Meus pais não podem me ajudar como fazem os seus | Roberto Klavin a Reynaldo Purim

Invernada, 27 – 7 – 1920

Querido amigo!

Agradeço pela carta cuja escrevestes no dia 23-06-1920, a qual recebi dias atrás.

Foram embora do Rio Novo o irmão Butler e sua esposa para Curytiba. Eles viajaram na semana passada, dia 22. Na noite do último domingo houve as despedidas. Ele, ao se despedir, entre outras coisas disse que voltará para cá somente caso tenha problemas com a voz; se a voz se adaptar ao novo clima ele para cá não mais voltaria.

Quanto a mim e a minha possibilidade de ir estudar, eu muito tenho pensado e planejado, mas o que no fim vai dar isso tudo só Deus sabe. Para o primeiro ano eu teria dinheiro para passar o ano tranquilamente e sem preocupações maiores, mas para o segundo ano não teria condições, uma vez que meus pais não podem me ajudar como fazem os seus. Eles estão bastante sem forças e principalmente a minha mãe, que está sempre doente e muito fraca, em condições tais que às vezes não consegue cumprir com as obrigações da administração do lar — e aí outras pessoas tem que ajudá-la. Ainda com irmãos e irmãs menores, que terão que cumprir a escola básica, não se é possível esperar nenhuma ajuda substancial.

E como eu já tinha mencionado: não tenho certeza de que devo dar este passo. Sem que esteja seguro que poderia atravessar este período, com estas condições extremamente críticas, esta é uma questão da qual não posso fugir.

No mesmo tempo estou convicto que se eu ir estudar é a vontade de Deus ele fará acontecer conforme a sua santa vontade. Fico no aguardo dos acontecimentos.

Outra alternativa seria a proposta pelo Butlers, que quer que eu vá para Curytiba trabalhar e estudar à noite e depois do básico ir adiante.

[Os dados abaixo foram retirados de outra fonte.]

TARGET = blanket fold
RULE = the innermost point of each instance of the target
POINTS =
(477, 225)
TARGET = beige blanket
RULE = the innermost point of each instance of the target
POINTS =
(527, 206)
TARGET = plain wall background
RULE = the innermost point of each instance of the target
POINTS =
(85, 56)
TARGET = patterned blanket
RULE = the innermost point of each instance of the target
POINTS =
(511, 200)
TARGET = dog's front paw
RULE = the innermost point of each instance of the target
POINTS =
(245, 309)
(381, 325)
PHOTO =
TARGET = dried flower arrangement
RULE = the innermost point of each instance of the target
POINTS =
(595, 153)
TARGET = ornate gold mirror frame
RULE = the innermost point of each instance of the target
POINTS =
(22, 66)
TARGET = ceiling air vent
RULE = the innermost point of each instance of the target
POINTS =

Este mês está muito chuvoso e o tempo muito ruim. As estradas também estão muito ruins e eu tive que me cuidar muito para não me resfriar, porque estou com dor em um dente. Muitas noites não tenho dormido direito e passado sem sono, por causa desta dor que é muito desagradável.

Já há diversos domingos que não tenho ido a Rio Larangeiras e hoje deu uma chuva forte com trovoadas e granizo. Agora também estou vários dias em casa, mas logo terei que ir para o trabalho.

Terminando, receba mui afetuosas lembranças dos meus e também minhas.